El alcohólico necesita de nuestra ayuda.
El problema de las adicciones es grave. Puede horadar los lazos famliares hasta llegar a cortarlos. Si en nuestro hogar convivimos con un adicto, no podemos darle la espalda. Lo más importante es que le cedamos todo nuestro apoyo para que pueda salir adelante.
Tanto las adicciones a las drogas como las adicciones al alcohol enajenan al ser humano. Debemos entender que un adicto no está bajo el control total de sus acciones, de manera que si no lo ayudamos muy difícilmente logre salir del oscuro pozo en el que ha caído.
Para esto no hay nada mejor que informarse y encontrar ayuda en los profesionales. Son muchos los lugares que ofrecen asistencia para este terrible flagelo que azota a la sociedad toda y a las familias en particular. Conviene también tener en cuenta las condiciones etáreas del adicto, de manera de visitar grupos o profesionales que traten con gente de la misma edad.
Pongamos un ejemplo. Si nuestro hijo adolescente es adicto al alcohol, difícilmente acepte ir a reuniones AA donde encontraremos alcohólicos de todas las edades. Lo mejor es buscar grupos de adolescentes o profesionales especializados en ellos, con la formación necesaria para ayudarlos desde su lugar.
Y por último, toda la familia debe ayudar. Debemos recordar que aquí hablamos del bien del conjunto, no sólo del bien adicto sino de la familia en su conjunto que logrará hacerle frente a los problemas y fortalecer los vínculos.
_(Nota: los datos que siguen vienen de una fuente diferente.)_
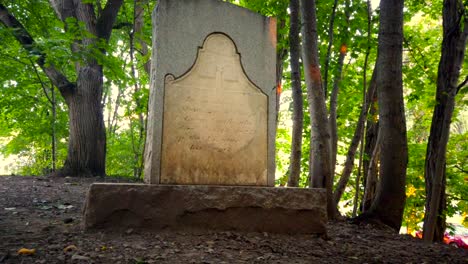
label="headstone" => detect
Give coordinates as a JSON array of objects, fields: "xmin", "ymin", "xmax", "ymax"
[
  {"xmin": 145, "ymin": 0, "xmax": 276, "ymax": 186},
  {"xmin": 83, "ymin": 0, "xmax": 327, "ymax": 234}
]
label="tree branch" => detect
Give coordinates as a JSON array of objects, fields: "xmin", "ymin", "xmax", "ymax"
[
  {"xmin": 49, "ymin": 0, "xmax": 75, "ymax": 22},
  {"xmin": 0, "ymin": 4, "xmax": 75, "ymax": 100},
  {"xmin": 457, "ymin": 75, "xmax": 468, "ymax": 94},
  {"xmin": 96, "ymin": 0, "xmax": 123, "ymax": 40}
]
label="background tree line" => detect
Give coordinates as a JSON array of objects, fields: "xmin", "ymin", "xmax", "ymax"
[{"xmin": 0, "ymin": 0, "xmax": 468, "ymax": 243}]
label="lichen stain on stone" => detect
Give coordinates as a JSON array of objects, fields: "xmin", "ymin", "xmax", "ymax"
[{"xmin": 160, "ymin": 33, "xmax": 268, "ymax": 186}]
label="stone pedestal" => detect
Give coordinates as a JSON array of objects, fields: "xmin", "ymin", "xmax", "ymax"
[{"xmin": 84, "ymin": 183, "xmax": 327, "ymax": 234}]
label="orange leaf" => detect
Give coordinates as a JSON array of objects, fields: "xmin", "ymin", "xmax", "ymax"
[
  {"xmin": 340, "ymin": 43, "xmax": 348, "ymax": 54},
  {"xmin": 276, "ymin": 83, "xmax": 283, "ymax": 95},
  {"xmin": 18, "ymin": 248, "xmax": 36, "ymax": 255}
]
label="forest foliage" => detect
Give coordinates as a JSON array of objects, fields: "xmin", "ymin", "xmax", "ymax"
[{"xmin": 0, "ymin": 0, "xmax": 468, "ymax": 231}]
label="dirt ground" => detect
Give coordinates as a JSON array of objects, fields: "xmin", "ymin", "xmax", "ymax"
[{"xmin": 0, "ymin": 176, "xmax": 468, "ymax": 264}]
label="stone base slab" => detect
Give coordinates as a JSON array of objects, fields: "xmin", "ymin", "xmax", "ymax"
[{"xmin": 84, "ymin": 183, "xmax": 327, "ymax": 234}]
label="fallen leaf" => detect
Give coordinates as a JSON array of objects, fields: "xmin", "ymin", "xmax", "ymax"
[
  {"xmin": 18, "ymin": 248, "xmax": 36, "ymax": 255},
  {"xmin": 72, "ymin": 254, "xmax": 89, "ymax": 260},
  {"xmin": 63, "ymin": 245, "xmax": 78, "ymax": 252}
]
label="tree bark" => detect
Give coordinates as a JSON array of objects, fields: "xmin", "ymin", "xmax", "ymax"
[
  {"xmin": 330, "ymin": 0, "xmax": 350, "ymax": 192},
  {"xmin": 361, "ymin": 85, "xmax": 380, "ymax": 212},
  {"xmin": 323, "ymin": 0, "xmax": 340, "ymax": 99},
  {"xmin": 423, "ymin": 0, "xmax": 468, "ymax": 241},
  {"xmin": 0, "ymin": 0, "xmax": 123, "ymax": 176},
  {"xmin": 362, "ymin": 0, "xmax": 408, "ymax": 232},
  {"xmin": 288, "ymin": 0, "xmax": 304, "ymax": 187},
  {"xmin": 300, "ymin": 0, "xmax": 335, "ymax": 219},
  {"xmin": 334, "ymin": 71, "xmax": 376, "ymax": 207}
]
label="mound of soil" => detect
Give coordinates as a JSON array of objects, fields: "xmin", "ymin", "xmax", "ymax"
[{"xmin": 0, "ymin": 176, "xmax": 468, "ymax": 264}]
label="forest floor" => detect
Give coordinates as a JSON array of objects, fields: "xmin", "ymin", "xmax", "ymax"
[{"xmin": 0, "ymin": 176, "xmax": 468, "ymax": 264}]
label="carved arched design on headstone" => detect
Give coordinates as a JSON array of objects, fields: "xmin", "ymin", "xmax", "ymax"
[{"xmin": 160, "ymin": 33, "xmax": 268, "ymax": 186}]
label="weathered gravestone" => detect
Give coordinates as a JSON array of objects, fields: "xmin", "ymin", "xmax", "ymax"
[{"xmin": 84, "ymin": 0, "xmax": 326, "ymax": 233}]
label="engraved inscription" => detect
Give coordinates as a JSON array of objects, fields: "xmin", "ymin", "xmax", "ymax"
[{"xmin": 161, "ymin": 34, "xmax": 267, "ymax": 186}]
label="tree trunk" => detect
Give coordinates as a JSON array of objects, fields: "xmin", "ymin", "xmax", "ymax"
[
  {"xmin": 363, "ymin": 0, "xmax": 408, "ymax": 231},
  {"xmin": 330, "ymin": 0, "xmax": 350, "ymax": 192},
  {"xmin": 288, "ymin": 0, "xmax": 304, "ymax": 187},
  {"xmin": 323, "ymin": 0, "xmax": 340, "ymax": 99},
  {"xmin": 334, "ymin": 71, "xmax": 376, "ymax": 207},
  {"xmin": 423, "ymin": 0, "xmax": 468, "ymax": 241},
  {"xmin": 300, "ymin": 0, "xmax": 335, "ymax": 219},
  {"xmin": 361, "ymin": 86, "xmax": 380, "ymax": 212},
  {"xmin": 276, "ymin": 19, "xmax": 288, "ymax": 122},
  {"xmin": 62, "ymin": 65, "xmax": 106, "ymax": 176}
]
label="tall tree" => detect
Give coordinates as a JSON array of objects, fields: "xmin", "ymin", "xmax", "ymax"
[
  {"xmin": 300, "ymin": 0, "xmax": 335, "ymax": 219},
  {"xmin": 0, "ymin": 0, "xmax": 123, "ymax": 175},
  {"xmin": 423, "ymin": 0, "xmax": 468, "ymax": 241},
  {"xmin": 361, "ymin": 0, "xmax": 408, "ymax": 231},
  {"xmin": 288, "ymin": 0, "xmax": 304, "ymax": 187}
]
De este modo, y volviendo al caso del adolescente, debemos, por caso, hacerle entender al resto de nuestros hijos o a nuestro cónyugue que todos deben ayudar desde su lugar. Ejemplo: no poner bebidas alcohólicas en la mesa familiar hasta que el adicto se recupere.
Los problemas no se deben ocultar. Hablando y tratándolos, podemos salir adelante y hacer de nuestro hogar, un hogar feliz.